Besides banning gerrymandering and voter suppression, a panacea of sorts for this undemocratic imbalance would be to create proportional representation in the states, replacing the many small districts we currently have in each state with one to three large districts, depending on the state's population, with multiple representatives from each district. Not only would this eliminate gerrymandering, but it would create a system where minorities are represented as well (for example, in one large district with four representatives, if 25 percent of the population voted Democrat, 50 percent voted Republican, and 25 percent voted Green, there would be two Republican representatives, one Democratic representative, and one Green Party representative).

Obviously the Democratic Party must focus on how to recapture state and local offices, but winning the presidency in 2016 is even more crucial. As Yglesias points out, if a Republican wins in 2016, the GOP will have a “level of dominance not achieved since the Democrats during the Great Depression.” Not only this, but there is a very good chance that the next president will be nominating multiple Supreme Court justices. Ian Millhiser wrote a good piece in Think Progress on just how much influence the Supreme Court has had on our electoral system over the past decade and a half, and how disastrous an even larger conservative majority would be for the Democratic Party and democracy in the United States.

Take 2013’s Shelby County v. Holder decision, which repealed section 5 of the Voting Rights Act of 1965, which had required federal review of proposals for new voting rules in 15 states with a history of discrimination (mostly in the South). In a report by Mother Jones, it was found that one year after it had been repealed, eight of the 15 states had passed “voter restrictions” (e.g., voter ID law, cutting voting hours, purging voter rolls, or ending same-day registration). Just last month, one of these states, (sweet home) Alabama, shut down 31 DMV offices around the state -- chiefly in predominately black counties -- after a voter ID law had gone into effect in 2014.

As for gerrymandering, the Supreme Court can also be thanked for its continuing presence. “If you don’t like gerrymandering, you should blame the Supreme Court,” writes Millhiser. “In the 2004 case Vieth v. Jubelirer, four conservative justices said that they would forbid federal courts from hearing challenges to partisan gerrymanders, and Justice Anthony Kennedy’s concurring opinion was only slightly less dismissive of these lawsuits.

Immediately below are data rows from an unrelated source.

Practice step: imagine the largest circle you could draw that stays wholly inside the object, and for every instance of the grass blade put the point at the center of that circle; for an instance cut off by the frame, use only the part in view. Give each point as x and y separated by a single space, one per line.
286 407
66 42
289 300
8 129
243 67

The result is that state lawmakers have been free to draw maps that entrench their party and lock out the other party, even though such maps violate voters’ First Amendment rights.”

The Supreme Court has done more than any branch of government to rig the electoral system -- not to mention Citizens United v. FEC, which unlocked the unlimited super PAC spending that we see today. If a Republican is elected president in 2016 and ends up electing two or three justices, these regressive and anti-democratic rulings will continue for some time, and will obviously help the GOP. Even as the demographics shift and the country becomes more progressive, it won’t matter as long as elections are rigged through gerrymandering and voter suppression (and as long as there is a winner-take-all system).

This makes the 2016 presidential election all the more important. Whether Sen. Bernie Sanders, I-Vt., or Hillary Clinton, a Democrat will be needed to restore fair democracy in the United States. Republicans understand that democracy would be disastrous for their party, especially as the country continues to become younger and more diverse, and they will do everything they can to prevent minorities or poor Americans from voting and to rig elections along district lines. It is well known that low voter turnout is a gift for Republicans and a curse for Democrats -- as we saw in 2014 -- and this is just another example of why Republicans don’t want everyone to vote and feel it necessary to rig elections. Whoever does get the Democratic nomination, it will be crucial for progressives and moderates to come together and keep the undemocratic extremists that Republicans have become out of the highest office in America.